I would really like to wear it to the beach and take some photos, but I only finished it today and I need to post it up for PR’s activewear contest. However, I will put up some photos once I have a chance to go to the beach.

Conclusion
The past month is such a steep learning curve for me. I really enjoy the whole learning experience, although sometimes it’s a bit stressful with a deadline at the back of my mind. Like making my wedding gown from zero knowledge a few years ago, this is such fun learning a whole new skill and it’s really encouraging for me to take on any project in the future. I am looking forward to starting making my own bras.

Happy sewing.
Cloud is such a good companion

Sunday, 5 February 2017

Late to the Renfrew Top Party

I am really late to the Renfrew Top Party, although I have had this pattern since three years ago.  The main reason I hadn’t sewn it is because I kept avoiding knits and only seriously wanted to starting sewing it once I bought a coverstitch machine. I did buy a Janome CoverPro a couple years ago, but I wasn’t fully satisfied with it. I could have given a lengthy review about the machine and that will only discourage you from getting one.


So fast forward to the beginning of 2017, I was frustrated by my CoverPro enough to have the courage to buy a brand new Baby Lock BLCS-2 Coverstitch Machine. I spent big $$ for it. I wouldn’t say it’s worth every cent because Baby Lock’s prices are highly inflated in Australia, but it’s a GOOD coverstitch machine. I finally have all the motivation to make my first Renfrew top (I reckon there will be more).



Size
I cut size 6 although my measurement is a size 8 according to the size chart. I didn’t make much adjustment except shortening the sleeve by ½ inch. I am happy with the fitting.



Fabric
I am not familiar with the different types of knit fabric. I can’t tell what fibres are in this fabric. The fabric is very comfy and warm. I use 1.2 metre @ $4/metre.

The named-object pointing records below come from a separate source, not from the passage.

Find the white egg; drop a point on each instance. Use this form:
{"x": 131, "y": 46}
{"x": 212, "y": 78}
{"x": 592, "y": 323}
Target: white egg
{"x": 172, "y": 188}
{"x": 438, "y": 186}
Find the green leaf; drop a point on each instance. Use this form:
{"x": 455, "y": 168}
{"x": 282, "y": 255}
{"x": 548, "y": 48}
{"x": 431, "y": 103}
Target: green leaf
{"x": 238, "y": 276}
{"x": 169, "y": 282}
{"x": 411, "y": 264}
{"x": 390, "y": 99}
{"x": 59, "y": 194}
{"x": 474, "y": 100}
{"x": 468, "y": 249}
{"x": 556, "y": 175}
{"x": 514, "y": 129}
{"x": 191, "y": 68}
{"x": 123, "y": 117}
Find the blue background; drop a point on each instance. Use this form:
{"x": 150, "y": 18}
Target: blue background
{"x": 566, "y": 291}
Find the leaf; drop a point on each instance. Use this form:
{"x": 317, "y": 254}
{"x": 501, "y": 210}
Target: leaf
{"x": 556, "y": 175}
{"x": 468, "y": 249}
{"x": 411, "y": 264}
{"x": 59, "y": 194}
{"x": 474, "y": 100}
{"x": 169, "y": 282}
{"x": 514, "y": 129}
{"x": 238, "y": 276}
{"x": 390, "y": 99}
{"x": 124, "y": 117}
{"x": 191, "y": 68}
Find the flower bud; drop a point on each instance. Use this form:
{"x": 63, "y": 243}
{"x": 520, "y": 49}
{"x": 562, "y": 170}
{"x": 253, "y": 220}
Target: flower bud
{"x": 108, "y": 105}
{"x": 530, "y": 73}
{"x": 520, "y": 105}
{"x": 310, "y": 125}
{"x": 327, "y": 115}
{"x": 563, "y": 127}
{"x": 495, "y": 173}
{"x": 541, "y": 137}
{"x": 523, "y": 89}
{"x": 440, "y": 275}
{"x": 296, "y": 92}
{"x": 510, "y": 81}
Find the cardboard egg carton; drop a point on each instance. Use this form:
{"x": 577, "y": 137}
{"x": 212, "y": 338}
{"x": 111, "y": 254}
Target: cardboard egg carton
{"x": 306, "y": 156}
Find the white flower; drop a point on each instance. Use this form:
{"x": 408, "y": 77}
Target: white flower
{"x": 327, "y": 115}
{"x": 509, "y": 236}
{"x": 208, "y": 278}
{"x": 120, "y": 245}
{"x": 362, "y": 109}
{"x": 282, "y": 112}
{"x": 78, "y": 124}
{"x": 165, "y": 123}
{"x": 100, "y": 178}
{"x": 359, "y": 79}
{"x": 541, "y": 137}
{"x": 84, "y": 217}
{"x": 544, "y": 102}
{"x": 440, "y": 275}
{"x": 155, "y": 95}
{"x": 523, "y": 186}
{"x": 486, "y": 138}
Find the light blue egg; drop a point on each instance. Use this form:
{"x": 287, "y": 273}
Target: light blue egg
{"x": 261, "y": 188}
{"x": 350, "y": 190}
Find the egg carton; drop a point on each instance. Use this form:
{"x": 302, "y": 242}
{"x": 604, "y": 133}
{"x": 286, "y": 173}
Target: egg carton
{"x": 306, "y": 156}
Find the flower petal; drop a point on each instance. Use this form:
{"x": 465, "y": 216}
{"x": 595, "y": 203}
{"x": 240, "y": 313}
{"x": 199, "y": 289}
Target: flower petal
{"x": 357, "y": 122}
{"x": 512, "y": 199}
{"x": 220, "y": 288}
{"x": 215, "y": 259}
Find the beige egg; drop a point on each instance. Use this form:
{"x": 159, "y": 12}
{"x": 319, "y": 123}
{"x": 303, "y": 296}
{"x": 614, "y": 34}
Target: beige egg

I always try to match the stripes at the side seams if I am sewing stripe fabric. It just looks much better.

Stripes at side seams matched.

Construction
The construction is very straightforward. Most of the knit fabric patterns give 5/8 inch seam allowance. At the beginning, I followed the instructions and sewed 5/8" S.A on my sewing machine, then I ran it under the serger, trimming off 1/4" S.A and left a narrow S.A. I found this a bit time consuming. So when I did the waistband (the last seam of the project), I just stitched on the serger, eyeballing 1/4" seam allowance to trim it off. It is actually really easy and saves lots of time. I think I need to get used to sewing knit fabric directly on the serger from now on.


At the neckband, I made good use of my babylock coverstitch.


Like all my other Sewaholic projects, I always want to make another one after the first. Renfrew is no exception. Plus, I love wearing knit tees.